The country's first satellite specially designed for seed breeding in space will be launched into orbit in early September, it was announced over the weekend.

A file photo shows the Shijian-7 satellite lifted by Long March 2D in Jiuquan satellite launch center on July 7, 2005. [Xinhua]
The satellite will be in orbit for two weeks before returning to Earth, space officials said at a conference in Beijing on Saturday.

Shijian-8 is expected to carry at least 2,000 varieties of plant seeds in nine categories, including grains, cash crops and forage plants, as well as seeds of fungi and molecular biomaterials that have been sequenced.

Sun Laiyan, chief of the China National Space Administration, said the "seed satellite" will enable scientists to try and cultivate high-yield and high-quality plant varieties.

Exposed to special environment such as cosmic radiation and micro-gravity, some seeds will mutate to such an extent that they may produce much higher yield and improved quality, said Sun.

Space experts said 40 per cent of mutated space seeds can be used in space breeding experiments.

Since 1987, nine Chinese satellites and several of China's six Shenzhou spacecraft have carried seeds for experiments and a number of new species of plant seeds have been bred in space, but never before has the country launched a satellite exclusively for seed breeding.

By last October, China had approved large-scale plantation of 43 species of space seeds.

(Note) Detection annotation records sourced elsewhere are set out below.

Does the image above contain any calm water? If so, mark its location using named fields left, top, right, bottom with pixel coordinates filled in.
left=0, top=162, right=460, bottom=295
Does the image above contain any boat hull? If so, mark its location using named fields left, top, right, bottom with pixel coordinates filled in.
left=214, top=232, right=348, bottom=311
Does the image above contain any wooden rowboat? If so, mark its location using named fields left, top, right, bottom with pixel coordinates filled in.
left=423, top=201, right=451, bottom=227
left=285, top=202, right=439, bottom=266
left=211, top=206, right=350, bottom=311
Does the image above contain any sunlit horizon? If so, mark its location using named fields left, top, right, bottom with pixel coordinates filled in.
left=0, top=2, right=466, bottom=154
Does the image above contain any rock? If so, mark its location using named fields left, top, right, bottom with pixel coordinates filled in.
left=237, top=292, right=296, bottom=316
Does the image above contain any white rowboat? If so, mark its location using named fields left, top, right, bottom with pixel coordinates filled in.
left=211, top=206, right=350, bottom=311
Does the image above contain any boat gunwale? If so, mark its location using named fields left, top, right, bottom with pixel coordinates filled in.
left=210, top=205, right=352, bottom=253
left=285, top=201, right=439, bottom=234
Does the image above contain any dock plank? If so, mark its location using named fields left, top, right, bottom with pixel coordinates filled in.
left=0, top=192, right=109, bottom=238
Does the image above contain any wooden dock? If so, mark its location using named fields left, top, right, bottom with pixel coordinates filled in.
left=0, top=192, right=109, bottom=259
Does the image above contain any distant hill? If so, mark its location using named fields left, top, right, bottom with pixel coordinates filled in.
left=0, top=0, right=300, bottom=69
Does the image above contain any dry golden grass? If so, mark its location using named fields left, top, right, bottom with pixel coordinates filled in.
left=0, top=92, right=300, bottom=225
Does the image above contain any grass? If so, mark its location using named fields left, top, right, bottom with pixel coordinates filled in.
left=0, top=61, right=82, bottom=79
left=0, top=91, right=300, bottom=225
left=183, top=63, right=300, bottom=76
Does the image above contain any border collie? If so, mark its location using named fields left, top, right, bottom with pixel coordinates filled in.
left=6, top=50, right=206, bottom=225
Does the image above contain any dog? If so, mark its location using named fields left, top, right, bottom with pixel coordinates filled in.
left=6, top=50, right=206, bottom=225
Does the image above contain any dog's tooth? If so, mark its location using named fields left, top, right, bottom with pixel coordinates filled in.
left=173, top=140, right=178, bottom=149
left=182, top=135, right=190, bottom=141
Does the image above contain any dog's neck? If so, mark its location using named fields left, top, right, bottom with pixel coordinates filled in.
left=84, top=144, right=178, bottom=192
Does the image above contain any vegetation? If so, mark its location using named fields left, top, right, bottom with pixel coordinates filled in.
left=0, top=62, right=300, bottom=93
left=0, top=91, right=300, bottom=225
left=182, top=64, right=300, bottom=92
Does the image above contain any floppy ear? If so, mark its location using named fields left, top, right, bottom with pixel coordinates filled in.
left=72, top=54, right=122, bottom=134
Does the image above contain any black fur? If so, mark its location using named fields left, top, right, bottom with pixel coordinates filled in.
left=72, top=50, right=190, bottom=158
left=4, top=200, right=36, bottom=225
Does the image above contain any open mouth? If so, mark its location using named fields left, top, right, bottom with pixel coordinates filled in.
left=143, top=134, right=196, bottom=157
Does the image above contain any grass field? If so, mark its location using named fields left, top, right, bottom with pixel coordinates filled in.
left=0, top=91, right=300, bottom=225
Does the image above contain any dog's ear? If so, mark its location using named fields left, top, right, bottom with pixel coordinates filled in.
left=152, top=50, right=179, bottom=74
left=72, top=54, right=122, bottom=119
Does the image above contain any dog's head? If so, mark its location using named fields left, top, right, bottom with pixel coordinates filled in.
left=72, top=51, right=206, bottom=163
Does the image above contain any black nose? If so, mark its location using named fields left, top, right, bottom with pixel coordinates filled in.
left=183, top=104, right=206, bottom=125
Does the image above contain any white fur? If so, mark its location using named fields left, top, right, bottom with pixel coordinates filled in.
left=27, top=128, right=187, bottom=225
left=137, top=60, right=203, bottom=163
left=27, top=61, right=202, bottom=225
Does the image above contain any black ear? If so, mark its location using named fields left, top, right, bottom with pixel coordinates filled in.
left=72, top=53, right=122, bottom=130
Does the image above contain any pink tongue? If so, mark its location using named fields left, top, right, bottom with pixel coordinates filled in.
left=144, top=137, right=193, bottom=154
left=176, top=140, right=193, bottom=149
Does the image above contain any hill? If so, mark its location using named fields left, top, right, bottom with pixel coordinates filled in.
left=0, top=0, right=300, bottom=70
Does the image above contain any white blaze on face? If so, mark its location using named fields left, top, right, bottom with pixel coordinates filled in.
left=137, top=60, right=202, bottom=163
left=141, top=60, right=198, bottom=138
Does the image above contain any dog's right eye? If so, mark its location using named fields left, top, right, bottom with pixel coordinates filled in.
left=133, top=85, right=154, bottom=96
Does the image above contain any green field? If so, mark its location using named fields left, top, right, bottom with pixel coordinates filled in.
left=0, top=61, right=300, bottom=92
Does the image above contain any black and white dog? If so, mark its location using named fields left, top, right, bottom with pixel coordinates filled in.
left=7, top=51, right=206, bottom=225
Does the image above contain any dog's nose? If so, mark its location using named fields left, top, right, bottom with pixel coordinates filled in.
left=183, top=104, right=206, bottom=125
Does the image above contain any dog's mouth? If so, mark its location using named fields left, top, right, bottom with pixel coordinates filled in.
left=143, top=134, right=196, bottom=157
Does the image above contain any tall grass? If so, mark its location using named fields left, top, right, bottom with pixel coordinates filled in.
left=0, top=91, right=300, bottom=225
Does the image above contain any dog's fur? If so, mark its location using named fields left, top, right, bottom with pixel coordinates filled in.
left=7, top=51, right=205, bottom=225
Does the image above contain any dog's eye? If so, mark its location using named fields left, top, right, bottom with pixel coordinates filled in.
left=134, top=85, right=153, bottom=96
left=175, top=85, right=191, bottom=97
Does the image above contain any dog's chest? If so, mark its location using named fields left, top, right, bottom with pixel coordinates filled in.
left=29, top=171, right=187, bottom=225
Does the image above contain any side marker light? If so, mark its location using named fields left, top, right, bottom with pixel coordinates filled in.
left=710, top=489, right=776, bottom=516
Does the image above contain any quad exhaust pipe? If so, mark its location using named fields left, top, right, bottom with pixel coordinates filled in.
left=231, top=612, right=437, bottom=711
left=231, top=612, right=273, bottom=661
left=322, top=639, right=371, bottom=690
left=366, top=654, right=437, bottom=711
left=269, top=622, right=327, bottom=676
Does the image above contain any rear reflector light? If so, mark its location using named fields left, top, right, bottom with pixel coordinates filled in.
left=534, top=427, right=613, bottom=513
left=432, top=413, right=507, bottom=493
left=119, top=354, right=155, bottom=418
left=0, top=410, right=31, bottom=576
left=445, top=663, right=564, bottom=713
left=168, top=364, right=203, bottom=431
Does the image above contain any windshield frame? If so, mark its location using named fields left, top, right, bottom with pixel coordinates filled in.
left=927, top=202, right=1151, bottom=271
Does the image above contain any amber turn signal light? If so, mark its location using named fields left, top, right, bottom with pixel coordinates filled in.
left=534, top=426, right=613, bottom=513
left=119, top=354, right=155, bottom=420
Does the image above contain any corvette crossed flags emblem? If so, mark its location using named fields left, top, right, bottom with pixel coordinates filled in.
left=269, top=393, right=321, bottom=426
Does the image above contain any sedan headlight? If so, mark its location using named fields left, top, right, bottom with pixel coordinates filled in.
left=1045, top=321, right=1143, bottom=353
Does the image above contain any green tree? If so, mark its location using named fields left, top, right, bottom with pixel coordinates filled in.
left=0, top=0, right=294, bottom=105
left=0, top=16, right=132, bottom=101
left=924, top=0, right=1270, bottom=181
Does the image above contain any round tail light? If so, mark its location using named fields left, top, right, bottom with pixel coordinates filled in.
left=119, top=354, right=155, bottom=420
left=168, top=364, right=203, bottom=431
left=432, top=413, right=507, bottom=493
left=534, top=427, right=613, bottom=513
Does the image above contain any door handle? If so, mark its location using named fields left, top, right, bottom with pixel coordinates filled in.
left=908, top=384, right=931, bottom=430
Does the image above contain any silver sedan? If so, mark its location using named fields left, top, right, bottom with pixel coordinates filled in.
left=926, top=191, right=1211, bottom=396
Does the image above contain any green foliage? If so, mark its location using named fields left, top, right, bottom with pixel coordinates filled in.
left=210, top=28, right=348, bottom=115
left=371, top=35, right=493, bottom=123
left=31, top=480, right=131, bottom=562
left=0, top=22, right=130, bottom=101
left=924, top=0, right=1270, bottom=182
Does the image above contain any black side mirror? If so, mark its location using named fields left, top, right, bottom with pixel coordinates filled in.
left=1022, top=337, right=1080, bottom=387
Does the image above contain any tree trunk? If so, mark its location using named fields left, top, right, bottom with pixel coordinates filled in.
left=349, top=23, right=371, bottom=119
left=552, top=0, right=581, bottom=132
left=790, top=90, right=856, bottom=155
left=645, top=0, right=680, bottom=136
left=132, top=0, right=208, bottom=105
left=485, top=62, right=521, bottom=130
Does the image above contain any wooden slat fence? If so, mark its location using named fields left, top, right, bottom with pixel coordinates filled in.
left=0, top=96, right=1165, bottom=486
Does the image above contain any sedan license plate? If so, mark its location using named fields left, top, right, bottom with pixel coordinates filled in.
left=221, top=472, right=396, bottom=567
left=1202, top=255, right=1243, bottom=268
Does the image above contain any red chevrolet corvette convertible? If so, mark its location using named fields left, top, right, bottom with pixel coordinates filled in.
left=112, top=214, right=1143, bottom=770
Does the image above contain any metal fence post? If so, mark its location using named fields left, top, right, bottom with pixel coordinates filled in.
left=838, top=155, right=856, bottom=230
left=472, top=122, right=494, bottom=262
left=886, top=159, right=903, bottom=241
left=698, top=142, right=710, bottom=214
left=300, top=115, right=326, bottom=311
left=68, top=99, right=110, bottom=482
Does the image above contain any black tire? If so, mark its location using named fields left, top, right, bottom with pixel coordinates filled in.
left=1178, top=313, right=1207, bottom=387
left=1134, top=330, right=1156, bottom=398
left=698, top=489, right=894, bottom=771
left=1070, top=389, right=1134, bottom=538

Space seed breeding centres have been established in regions such as Beijing, Shanghai and Heilongjiang Province, according to the Chinese Society of Astronautics.

Liu Luxiang, director of the Centre for Space Breeding under the Chinese Academy of Agricultural Sciences, said that between 2001 and 2004, space-bred rice and wheat varieties developed by his centre had been planted in about 566,600 hectares, producing an additional 340,000 tons of grain.

Experiments have shown that the vitamin content of vegetables grown from space seeds is 281.5 per cent of that of ordinary vegetables; and microelements of ferrum, zinc and carotene are also higher than normal.